Jevgenij Taruntsov (comte Stefan Bárdossy), Regina Riel (Janka), Thomas Zisterer (Árpád Erdödy), Anna-Sophie Kostal (Etelka), Tomas Kovacic (Josef von Kismárty), Rita Peterl (Frusina), Gerhard Balluch (Desider), Dolores Schmidinger (l’impératrice Marie-Thérèse), Matthias Schuppli (le Courrier de l'impératrice), Wolfgang Gerold (Anton von Halmay), Chœur du Festival Lehár de Bad Ischl, Orchestre Franz Lehár, dir. Marius Burkert (2015).
CPO 777 974-2 (2 CD). Notices et synopsis en allemand et en anglais. Distr. DistrArt.
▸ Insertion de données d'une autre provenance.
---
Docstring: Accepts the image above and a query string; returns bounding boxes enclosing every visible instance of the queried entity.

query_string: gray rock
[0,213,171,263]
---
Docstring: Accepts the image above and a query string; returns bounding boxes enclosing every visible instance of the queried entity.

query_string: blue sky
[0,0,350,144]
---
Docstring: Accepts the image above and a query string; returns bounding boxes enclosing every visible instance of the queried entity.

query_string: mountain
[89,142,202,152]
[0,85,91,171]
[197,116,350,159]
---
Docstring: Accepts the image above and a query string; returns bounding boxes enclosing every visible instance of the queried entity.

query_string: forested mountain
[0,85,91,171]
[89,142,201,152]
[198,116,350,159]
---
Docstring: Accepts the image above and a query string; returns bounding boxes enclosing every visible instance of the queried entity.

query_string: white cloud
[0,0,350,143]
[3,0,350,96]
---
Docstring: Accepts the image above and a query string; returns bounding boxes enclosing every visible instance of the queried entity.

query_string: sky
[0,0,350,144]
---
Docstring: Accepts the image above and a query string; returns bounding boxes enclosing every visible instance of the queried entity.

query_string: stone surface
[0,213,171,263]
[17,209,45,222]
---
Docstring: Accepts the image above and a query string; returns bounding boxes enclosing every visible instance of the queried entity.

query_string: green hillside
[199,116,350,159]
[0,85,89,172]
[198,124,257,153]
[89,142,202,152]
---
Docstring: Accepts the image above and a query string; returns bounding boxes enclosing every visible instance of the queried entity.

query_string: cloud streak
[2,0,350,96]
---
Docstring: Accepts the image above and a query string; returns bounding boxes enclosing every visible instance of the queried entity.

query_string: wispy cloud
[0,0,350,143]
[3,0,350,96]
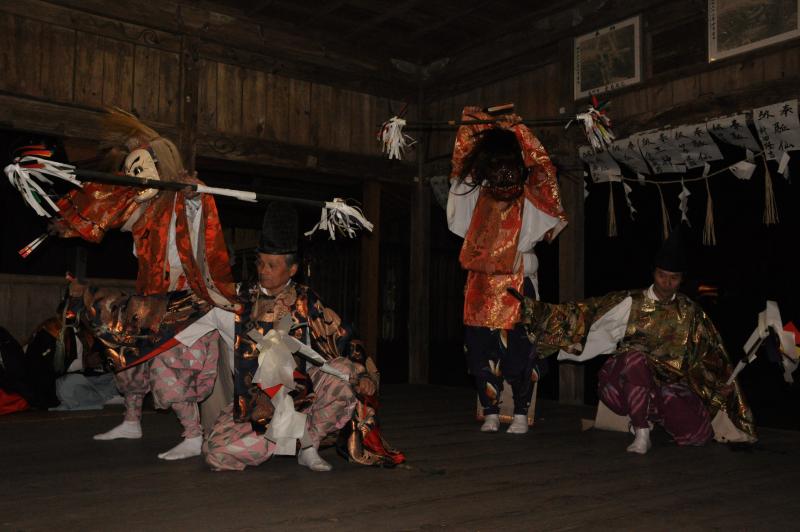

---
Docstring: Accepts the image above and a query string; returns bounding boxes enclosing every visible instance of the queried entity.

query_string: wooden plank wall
[426,0,800,404]
[0,274,135,344]
[427,0,800,300]
[0,0,402,160]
Musicien autrichien établi à Berlin en 1924, Nico Dostal (1895-1981) est l'un des tout derniers représentants de ce que l'on appelle « l'âge d'argent » de l'opérette. L'essor de sa carrière coïncide avec l'instauration du régime nazi, puisque c'est en 1933 qu'il atteint à la célébrité avec la création de son opérette Clivia. En février 1939, l'Opéra de Stuttgart voit la première de son autre très grand succès, Die ungarische Hochzeit, c'est-à-dire Le Mariage hongrois, parfois traduit par Noces tziganes. Marchant sur les brisées de Johann Strauss (Le Baron tzigane, 1885) et de Emmerich Kálmán (Comtesse Maritza, 1924), Dostal a choisi un décor intimement associé au monde de l'opérette et truffé sa partition de rythmes qui exhalent les effluves magyars. Les deux morceaux les plus fameux – et de loin les plus envoûtants – sont destinés à l'interprète de Janka, rôle créé par la future Mme Dostal, la soprano Lillie Claus (1905-2000). Inspirée d'une nouvelle de Kálmán Mikszáth, l'intrigue se déroule vers 1750 et gravite autour des amours de Janka, fille de l'important magistrat Kismárty, avec le jeune comte Stefan Bárdossy. Après de multiples déguisements et rebondissements, c'est finalement l'impératrice Marie-Thérèse elle-même qui vient mettre bon ordre dans une situation passablement inextricable.

Écho d'une production donnée au Festival Lehár de Bad Ischl en 2015, cette parution possède le mérite de faire entendre l'ouvrage dans le confort d'une prise de son moderne, contrairement à l'autre intégrale disponible, enregistrée à Cologne en 1955 par Franz Marszalek (Line Music). Si Marius Burkert parvient à insuffler une belle énergie – notamment dans la Marche hongroise du troisième acte – et la sensualité désirée à un orchestre assez moyen, il ne saurait toutefois rendre transcendants un chœur et une distribution de second ordre. En fait, le principal problème réside dans le déséquilibre particulièrement gênant entre les deux personnages principaux. Avec sa voix mate, son timbre gris et ses nombreux problèmes techniques, le ténor Jevgenij Taruntsov est un Bárdossy complètement éclipsé par la Janka infiniment plus crédible de Regina Riel qui, en dépit d'importantes difficultés dans l'aigu, réussit à donner vie à son personnage. Il n'empêche que ses deux grands moments (les merveilleux « Heimat, deine Lieder » et « Spiel mir das Lied von Glück und Treu ») font pâle figure si on les compare avec les versions d'Anneliese Rothenberger, Anny Schlemm, Renate Holm ou Lucia Popp. Jusqu'à présent, ce sont ces grandes artistes qui ont le mieux défendu cette œuvre au charme délicieusement suranné.